Parents Want Kids' Summer Break To Last For Less Than Two Weeks, Survey Suggests

Right now, we're all in the middle of summer break. Some of us are deeper in than others, and we're feeling the exhaustion hard. Summer break, while incredibly necessary for kids, is a source of stress for most parents.  If parents had their way, summer break would be a lot shorter. A poll conducted by Groupon in 2018 proves just that.

The poll asked 2,000 what their plans were for summer. And the findings will be unsurprising to many of us parents. Most of the parents polled were done with summer break and wanted it to end after 13 days. That's not even a full two weeks. But for a parent dealing with summer break stress, each day is worth five. More than half of the parents (58 percent) confirm their stress is from trying to keep their kids busy all summer.

In Groupon's summer 2018 radio ad, actress and Groupon spokesperson Tiffany Haddish said: “It’s summertime and you gotta find your kids something to do. Because an energetic kid with too much free time can land you in small claims court." And isn't that the truth!

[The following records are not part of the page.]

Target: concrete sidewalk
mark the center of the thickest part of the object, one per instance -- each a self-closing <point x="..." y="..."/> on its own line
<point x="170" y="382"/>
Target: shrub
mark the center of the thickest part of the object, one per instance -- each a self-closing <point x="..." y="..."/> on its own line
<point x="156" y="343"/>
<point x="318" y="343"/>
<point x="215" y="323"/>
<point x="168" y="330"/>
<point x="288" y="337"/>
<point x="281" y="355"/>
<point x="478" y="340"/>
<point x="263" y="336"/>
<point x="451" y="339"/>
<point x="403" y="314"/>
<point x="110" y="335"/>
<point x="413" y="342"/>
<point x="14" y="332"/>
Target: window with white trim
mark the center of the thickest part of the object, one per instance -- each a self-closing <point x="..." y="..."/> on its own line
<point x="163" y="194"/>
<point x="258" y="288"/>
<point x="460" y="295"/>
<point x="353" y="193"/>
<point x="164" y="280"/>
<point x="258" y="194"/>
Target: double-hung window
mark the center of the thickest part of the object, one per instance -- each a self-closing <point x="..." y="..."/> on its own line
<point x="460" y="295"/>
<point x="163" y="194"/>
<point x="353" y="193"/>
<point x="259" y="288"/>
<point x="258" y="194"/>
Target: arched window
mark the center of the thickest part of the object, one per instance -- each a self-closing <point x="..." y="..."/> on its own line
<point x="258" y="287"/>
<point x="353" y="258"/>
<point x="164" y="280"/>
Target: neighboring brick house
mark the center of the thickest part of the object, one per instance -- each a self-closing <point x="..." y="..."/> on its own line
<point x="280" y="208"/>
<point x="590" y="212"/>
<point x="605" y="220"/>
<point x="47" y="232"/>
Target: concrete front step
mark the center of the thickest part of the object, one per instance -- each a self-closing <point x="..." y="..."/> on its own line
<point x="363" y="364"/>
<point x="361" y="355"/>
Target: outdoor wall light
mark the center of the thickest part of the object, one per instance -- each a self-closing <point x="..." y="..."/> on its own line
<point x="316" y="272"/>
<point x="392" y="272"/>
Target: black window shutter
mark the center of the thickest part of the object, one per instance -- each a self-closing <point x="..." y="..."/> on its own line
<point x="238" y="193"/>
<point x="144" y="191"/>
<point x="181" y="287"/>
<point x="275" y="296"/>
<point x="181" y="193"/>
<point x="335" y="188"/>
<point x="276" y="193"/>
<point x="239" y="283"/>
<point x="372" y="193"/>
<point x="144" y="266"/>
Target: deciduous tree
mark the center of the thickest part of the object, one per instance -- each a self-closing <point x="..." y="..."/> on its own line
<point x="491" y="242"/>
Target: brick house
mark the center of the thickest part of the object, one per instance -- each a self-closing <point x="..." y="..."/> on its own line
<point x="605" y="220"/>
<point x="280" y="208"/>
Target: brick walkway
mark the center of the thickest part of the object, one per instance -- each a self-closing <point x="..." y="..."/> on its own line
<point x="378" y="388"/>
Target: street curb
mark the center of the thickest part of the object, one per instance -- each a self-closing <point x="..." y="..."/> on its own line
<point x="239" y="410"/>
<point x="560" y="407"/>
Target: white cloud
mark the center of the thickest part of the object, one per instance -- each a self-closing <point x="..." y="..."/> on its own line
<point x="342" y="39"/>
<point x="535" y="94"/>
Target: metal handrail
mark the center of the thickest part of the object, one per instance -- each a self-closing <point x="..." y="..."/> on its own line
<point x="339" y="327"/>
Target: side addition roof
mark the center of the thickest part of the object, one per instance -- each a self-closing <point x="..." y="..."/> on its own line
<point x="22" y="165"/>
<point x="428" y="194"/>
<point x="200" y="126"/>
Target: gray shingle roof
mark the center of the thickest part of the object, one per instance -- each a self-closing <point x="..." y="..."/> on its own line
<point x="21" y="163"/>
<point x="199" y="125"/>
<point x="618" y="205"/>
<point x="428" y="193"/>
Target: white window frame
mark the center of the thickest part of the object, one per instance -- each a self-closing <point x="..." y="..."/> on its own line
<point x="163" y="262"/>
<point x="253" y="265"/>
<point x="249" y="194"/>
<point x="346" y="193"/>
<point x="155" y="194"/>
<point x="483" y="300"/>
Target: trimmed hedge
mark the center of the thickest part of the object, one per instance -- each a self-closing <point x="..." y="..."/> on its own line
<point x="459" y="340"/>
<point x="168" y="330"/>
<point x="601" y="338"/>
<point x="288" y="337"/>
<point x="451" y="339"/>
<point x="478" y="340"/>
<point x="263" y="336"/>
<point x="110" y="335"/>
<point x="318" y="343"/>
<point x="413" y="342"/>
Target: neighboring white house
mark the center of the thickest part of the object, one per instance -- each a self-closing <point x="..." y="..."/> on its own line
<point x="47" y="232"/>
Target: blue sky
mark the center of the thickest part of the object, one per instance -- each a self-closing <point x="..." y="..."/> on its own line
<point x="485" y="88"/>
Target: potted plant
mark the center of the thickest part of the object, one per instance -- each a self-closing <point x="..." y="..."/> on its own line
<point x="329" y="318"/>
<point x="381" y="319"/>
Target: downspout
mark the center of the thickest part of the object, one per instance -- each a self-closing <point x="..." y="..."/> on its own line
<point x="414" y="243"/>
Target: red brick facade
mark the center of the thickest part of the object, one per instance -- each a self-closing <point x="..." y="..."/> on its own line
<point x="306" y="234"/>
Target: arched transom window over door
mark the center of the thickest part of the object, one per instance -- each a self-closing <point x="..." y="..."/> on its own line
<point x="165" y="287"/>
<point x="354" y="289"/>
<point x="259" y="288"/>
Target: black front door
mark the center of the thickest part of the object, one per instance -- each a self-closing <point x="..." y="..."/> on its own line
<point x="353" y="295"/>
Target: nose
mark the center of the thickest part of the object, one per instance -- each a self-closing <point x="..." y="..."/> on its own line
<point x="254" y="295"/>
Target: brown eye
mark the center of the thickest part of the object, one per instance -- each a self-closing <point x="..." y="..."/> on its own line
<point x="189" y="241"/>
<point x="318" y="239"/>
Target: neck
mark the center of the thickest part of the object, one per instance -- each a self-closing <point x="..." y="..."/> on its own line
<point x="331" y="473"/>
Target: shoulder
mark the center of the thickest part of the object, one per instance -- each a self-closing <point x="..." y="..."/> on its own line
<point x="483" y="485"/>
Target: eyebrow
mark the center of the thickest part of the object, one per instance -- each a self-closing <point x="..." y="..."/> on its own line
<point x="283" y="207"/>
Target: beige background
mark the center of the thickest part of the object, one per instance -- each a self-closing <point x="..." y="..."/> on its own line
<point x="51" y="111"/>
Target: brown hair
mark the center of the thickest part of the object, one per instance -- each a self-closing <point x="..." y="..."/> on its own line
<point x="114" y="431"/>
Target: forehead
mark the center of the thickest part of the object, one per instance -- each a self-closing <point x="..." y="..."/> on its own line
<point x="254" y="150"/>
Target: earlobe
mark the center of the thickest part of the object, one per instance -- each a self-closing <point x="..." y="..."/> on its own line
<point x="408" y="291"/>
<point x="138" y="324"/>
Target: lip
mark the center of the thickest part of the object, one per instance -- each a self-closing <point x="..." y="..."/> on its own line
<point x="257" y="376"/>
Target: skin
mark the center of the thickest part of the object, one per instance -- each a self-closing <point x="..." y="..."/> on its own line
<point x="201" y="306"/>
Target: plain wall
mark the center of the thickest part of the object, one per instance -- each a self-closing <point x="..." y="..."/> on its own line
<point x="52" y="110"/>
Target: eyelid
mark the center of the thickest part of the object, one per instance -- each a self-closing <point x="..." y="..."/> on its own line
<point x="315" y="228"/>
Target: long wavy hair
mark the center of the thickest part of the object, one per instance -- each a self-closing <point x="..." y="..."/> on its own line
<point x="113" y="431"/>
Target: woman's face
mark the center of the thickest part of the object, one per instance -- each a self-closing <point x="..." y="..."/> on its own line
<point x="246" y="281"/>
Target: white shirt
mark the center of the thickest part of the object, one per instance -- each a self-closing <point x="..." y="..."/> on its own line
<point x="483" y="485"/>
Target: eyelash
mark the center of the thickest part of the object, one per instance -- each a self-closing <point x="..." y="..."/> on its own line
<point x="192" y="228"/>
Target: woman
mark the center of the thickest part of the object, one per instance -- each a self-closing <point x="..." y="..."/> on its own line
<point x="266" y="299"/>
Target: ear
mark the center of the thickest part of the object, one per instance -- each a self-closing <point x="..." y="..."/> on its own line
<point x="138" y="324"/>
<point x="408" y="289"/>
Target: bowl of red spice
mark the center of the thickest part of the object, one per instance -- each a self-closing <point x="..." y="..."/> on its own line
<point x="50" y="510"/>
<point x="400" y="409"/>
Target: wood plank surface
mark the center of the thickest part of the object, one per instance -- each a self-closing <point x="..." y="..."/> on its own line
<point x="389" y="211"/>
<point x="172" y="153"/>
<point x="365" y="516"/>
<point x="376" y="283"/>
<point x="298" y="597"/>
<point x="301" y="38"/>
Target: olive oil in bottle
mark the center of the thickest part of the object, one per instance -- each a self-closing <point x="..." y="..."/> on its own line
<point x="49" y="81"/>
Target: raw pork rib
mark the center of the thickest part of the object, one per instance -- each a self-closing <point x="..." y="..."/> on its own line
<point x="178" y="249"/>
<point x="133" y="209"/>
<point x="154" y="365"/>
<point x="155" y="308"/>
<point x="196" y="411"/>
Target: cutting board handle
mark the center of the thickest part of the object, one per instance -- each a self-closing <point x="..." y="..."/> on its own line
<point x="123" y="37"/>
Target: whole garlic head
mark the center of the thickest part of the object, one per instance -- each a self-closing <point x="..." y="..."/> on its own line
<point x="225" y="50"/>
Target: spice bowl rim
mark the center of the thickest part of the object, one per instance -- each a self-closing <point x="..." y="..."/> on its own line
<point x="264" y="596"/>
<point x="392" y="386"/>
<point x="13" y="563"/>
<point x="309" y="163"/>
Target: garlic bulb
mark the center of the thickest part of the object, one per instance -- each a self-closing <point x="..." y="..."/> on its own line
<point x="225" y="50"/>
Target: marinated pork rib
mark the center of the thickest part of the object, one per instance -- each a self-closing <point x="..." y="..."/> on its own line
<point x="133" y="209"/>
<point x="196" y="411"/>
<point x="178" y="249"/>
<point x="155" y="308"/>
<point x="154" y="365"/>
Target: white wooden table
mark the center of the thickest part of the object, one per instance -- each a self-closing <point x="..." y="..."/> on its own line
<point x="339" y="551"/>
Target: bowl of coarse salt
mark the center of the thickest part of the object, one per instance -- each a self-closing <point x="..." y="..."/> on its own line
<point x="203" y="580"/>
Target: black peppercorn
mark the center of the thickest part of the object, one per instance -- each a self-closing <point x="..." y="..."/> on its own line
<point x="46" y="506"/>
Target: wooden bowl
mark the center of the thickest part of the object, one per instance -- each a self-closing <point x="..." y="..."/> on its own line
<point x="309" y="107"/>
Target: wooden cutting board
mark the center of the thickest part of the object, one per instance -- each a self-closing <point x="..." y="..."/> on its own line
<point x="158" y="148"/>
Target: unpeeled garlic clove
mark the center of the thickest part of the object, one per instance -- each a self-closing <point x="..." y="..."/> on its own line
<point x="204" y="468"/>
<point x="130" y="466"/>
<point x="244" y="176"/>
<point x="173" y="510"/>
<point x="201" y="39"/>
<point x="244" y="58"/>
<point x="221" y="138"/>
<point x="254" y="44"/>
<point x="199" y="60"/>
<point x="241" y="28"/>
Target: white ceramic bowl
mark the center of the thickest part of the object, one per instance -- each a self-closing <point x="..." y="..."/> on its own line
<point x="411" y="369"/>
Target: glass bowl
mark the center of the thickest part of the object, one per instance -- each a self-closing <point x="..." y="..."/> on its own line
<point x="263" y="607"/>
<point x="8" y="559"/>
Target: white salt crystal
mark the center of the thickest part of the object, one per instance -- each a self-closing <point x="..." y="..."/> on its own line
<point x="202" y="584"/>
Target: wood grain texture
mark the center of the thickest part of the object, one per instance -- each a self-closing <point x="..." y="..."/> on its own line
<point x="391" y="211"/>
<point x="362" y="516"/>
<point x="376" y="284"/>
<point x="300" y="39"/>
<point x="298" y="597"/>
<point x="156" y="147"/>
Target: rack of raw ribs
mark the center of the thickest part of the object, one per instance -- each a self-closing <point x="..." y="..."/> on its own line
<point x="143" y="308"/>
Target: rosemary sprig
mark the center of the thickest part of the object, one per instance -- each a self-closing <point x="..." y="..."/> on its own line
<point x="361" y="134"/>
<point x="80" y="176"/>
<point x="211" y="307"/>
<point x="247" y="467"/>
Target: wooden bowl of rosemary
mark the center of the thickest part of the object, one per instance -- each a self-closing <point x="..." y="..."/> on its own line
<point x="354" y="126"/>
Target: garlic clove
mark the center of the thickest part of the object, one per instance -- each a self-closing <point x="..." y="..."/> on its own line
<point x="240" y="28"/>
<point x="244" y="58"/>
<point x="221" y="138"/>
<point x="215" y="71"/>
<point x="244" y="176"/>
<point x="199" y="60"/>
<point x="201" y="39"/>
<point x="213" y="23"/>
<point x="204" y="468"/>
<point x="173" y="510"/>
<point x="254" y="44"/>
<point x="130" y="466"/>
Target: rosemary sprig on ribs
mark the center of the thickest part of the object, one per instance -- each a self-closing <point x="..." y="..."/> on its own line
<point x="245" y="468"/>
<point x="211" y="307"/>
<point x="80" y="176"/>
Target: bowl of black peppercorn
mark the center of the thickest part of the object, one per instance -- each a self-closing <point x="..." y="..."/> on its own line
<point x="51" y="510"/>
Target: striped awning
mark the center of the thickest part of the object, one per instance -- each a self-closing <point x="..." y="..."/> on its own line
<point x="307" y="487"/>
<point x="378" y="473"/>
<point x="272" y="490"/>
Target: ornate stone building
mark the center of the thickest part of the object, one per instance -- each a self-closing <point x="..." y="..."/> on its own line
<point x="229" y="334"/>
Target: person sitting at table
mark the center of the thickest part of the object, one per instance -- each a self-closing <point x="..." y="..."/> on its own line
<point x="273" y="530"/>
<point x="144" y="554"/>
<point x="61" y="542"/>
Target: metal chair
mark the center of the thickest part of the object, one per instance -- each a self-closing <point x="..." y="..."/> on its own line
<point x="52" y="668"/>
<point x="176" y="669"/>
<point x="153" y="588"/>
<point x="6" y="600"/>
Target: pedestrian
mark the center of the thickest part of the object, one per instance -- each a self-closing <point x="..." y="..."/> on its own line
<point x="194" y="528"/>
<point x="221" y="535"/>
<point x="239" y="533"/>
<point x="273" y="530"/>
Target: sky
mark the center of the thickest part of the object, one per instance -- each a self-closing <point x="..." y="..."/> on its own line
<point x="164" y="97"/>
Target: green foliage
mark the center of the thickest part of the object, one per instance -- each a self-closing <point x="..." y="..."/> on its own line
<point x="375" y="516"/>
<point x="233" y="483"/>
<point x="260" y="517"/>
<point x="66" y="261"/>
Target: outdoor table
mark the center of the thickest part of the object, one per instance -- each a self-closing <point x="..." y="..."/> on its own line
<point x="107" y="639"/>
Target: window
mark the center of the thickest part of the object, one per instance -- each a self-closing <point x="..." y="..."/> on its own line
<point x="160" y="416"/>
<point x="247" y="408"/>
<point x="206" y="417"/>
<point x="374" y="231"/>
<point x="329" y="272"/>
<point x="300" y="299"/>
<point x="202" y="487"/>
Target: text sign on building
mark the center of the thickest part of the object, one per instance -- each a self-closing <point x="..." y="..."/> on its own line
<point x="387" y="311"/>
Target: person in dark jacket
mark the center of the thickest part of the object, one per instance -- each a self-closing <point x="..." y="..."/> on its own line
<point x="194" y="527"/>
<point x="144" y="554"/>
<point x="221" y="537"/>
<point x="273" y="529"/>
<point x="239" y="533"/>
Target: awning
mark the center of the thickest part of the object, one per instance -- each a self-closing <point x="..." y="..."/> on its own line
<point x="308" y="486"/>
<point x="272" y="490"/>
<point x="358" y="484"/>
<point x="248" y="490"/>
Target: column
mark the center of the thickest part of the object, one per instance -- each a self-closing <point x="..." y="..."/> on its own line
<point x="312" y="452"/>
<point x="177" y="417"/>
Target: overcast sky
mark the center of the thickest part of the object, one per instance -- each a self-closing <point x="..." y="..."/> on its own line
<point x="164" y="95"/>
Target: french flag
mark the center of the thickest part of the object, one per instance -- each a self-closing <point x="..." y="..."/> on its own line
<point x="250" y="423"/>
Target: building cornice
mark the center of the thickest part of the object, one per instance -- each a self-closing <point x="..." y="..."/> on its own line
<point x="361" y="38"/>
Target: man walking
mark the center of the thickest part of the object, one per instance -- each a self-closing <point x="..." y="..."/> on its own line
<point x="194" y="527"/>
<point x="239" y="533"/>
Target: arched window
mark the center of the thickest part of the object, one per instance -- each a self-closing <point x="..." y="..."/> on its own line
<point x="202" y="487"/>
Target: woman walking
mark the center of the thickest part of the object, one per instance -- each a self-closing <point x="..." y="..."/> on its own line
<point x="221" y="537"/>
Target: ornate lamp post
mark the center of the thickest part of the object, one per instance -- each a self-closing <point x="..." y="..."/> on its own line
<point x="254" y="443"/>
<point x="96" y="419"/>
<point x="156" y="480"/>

The constant struggle of keeping kids busy during the summer is killing us. Kids are used to the structure of school, they have a routine. In summer, the whole thing kind of goes awry, and without that structure, it's chaos. Finding things to offer them that kind of structure is necessary for a million reasons.

“Parents love spending time with their kids, but it’s totally normal to experience some stress and anxiety when planning all the fun that you’re going to have together this summer,” says Groupon's head of things to do, Brian Fields.

In the poll, they found that the stress came from things like not knowing where to find affordable activities for kids. Rising gas prices were another thing, as some fun places are farther away. Kids spending too much time inside and on their electronic devices is another major fear.


There were five factors parents look for in a summer break activity. Family time was first, followed by cost effectiveness, teaching them something new, a good balance of fun and culture, and becoming a topic of conversation when they go back to school.

But creating a summer full of activities that check off those marks means parents are doing a lot of work. Researching places, planning the trip, even if it's local and scheduling everything is already a lot. And then you get there and have to deal with the kids, feeding them, and all that entails. So of course 75 percent of the parents in the poll were ready for their kids to go back to school when the time came. We're pooped!